09 May 2026, 18:20

Cannabisgesetz 2024: Was sich in Deutschland seit April für Konsumenten ändert

Plakat mit Text, der "Staaten verschwendeten $3,613,969,972 durch die Durchsetzung von Marihuanagesetzen" und ein Bild eines Müllcontainers zeigt, der mit Geldscheinen überquillt.

Cannabisgesetz 2024: Was sich in Deutschland seit April für Konsumenten ändert

Deutschlands Cannabisgesetz (CanG) ist am 1. April 2024 in Kraft getreten und markiert damit einen historischen Wandel in der Drogenpolitik. Das Gesetz erlaubt Erwachsenen den Besitz, Anbau und Konsum von Cannabis unter strengen Auflagen. Zu den zentralen Neuerungen gehören Begrenzungen für den privaten Anbau sowie eine kontrollierte Abgabe über gemeinnützige Vereine.

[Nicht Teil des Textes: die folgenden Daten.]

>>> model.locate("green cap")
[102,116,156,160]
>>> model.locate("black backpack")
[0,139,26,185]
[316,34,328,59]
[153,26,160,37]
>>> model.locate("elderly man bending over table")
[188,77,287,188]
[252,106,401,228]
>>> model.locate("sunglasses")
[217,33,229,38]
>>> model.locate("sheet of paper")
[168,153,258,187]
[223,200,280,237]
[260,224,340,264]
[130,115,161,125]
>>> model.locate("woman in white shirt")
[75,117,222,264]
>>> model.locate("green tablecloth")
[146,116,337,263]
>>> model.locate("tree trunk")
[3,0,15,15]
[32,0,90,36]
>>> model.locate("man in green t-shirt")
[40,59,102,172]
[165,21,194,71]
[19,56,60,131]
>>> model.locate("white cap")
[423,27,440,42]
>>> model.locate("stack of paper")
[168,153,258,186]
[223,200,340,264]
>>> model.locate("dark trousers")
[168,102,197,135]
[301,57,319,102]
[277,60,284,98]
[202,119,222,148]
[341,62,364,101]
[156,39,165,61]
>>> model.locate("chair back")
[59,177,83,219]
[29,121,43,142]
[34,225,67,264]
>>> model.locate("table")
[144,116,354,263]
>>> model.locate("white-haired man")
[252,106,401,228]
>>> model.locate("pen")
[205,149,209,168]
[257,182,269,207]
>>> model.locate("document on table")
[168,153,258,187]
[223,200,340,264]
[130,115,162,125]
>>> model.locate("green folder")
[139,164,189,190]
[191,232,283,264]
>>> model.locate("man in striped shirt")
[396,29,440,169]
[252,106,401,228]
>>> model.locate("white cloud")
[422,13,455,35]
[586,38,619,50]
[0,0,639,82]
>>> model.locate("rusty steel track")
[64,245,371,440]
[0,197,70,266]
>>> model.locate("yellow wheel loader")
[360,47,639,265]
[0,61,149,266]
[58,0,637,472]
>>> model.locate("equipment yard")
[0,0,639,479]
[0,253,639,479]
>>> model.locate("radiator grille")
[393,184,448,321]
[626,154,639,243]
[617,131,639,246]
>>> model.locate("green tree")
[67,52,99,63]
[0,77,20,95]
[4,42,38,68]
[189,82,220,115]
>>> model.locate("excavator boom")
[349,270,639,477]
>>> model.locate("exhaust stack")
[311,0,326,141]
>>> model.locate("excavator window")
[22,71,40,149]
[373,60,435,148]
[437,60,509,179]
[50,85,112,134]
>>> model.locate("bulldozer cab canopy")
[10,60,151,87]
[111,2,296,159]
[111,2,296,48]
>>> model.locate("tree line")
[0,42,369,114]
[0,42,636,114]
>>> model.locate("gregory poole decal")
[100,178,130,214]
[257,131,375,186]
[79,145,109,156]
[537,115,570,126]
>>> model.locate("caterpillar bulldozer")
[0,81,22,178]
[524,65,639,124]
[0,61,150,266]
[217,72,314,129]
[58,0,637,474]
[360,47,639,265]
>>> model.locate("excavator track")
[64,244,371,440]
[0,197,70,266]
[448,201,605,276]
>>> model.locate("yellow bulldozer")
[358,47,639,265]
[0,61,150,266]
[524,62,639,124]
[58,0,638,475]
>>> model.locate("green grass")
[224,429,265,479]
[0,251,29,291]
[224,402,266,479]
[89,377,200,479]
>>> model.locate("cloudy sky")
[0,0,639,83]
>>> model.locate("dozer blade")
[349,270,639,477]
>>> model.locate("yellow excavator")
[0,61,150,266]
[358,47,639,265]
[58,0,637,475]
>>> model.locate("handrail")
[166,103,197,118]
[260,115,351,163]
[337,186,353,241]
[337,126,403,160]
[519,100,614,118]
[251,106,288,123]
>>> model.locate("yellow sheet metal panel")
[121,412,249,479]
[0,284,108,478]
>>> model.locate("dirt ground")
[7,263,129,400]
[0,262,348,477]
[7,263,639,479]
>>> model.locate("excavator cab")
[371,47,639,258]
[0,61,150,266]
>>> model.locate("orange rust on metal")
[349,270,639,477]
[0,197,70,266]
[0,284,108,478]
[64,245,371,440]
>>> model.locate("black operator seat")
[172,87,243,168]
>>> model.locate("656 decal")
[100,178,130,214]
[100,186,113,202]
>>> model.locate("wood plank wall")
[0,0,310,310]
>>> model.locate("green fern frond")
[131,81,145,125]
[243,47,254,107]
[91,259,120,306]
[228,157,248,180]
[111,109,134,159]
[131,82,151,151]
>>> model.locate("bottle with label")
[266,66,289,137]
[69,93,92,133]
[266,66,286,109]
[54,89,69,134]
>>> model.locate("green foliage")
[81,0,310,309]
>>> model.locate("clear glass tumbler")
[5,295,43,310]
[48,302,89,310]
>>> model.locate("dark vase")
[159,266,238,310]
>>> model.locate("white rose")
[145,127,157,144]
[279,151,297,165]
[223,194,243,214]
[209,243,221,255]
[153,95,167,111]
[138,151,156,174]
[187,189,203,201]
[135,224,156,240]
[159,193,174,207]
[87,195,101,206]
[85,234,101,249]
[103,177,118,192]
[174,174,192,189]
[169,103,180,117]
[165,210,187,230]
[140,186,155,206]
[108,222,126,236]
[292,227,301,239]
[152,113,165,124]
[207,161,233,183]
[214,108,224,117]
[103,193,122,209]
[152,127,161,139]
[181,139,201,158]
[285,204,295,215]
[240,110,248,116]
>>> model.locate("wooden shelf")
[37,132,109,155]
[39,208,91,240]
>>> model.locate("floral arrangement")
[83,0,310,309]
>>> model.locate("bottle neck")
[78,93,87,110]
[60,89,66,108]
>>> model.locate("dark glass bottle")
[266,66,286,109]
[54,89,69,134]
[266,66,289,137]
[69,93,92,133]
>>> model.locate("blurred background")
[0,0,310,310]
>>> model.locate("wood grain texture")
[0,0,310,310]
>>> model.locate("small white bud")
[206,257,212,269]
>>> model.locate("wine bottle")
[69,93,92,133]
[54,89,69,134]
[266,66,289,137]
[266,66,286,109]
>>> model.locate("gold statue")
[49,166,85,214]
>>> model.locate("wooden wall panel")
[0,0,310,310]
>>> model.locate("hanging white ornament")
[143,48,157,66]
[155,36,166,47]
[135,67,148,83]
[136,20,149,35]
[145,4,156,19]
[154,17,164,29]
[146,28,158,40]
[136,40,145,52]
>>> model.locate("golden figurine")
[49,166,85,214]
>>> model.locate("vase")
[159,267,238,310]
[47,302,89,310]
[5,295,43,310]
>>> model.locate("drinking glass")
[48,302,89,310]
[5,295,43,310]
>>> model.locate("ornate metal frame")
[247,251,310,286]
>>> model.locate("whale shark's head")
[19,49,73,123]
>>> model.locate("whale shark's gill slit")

Der Bundestag hatte das Cannabisgesetz am 23. Februar 2024 verabschiedet und eine schrittweise Einführung beschlossen. In der ersten Phase ab April 2024 wurden der private Konsum und der Eigenanbau legalisiert. Erwachsene dürfen seitdem bis zu drei Cannabispflanzen zu Hause anbauen und bis zu 25 Gramm in der Öffentlichkeit bzw. 50 Gramm im privaten Raum mit sich führen.

Ab dem 1. Juli 2024 ist auch der gemeinschaftliche Anbau in registrierten Vereinen erlaubt. Diese Zusammenschlüsse, die maximal 500 Mitglieder zählen dürfen, müssen strenge Sicherheitsauflagen erfüllen und Präventionsbeauftragte benennen. Mitglieder ab 21 Jahren können monatlich bis zu 50 Gramm getrocknetes Cannabis erhalten.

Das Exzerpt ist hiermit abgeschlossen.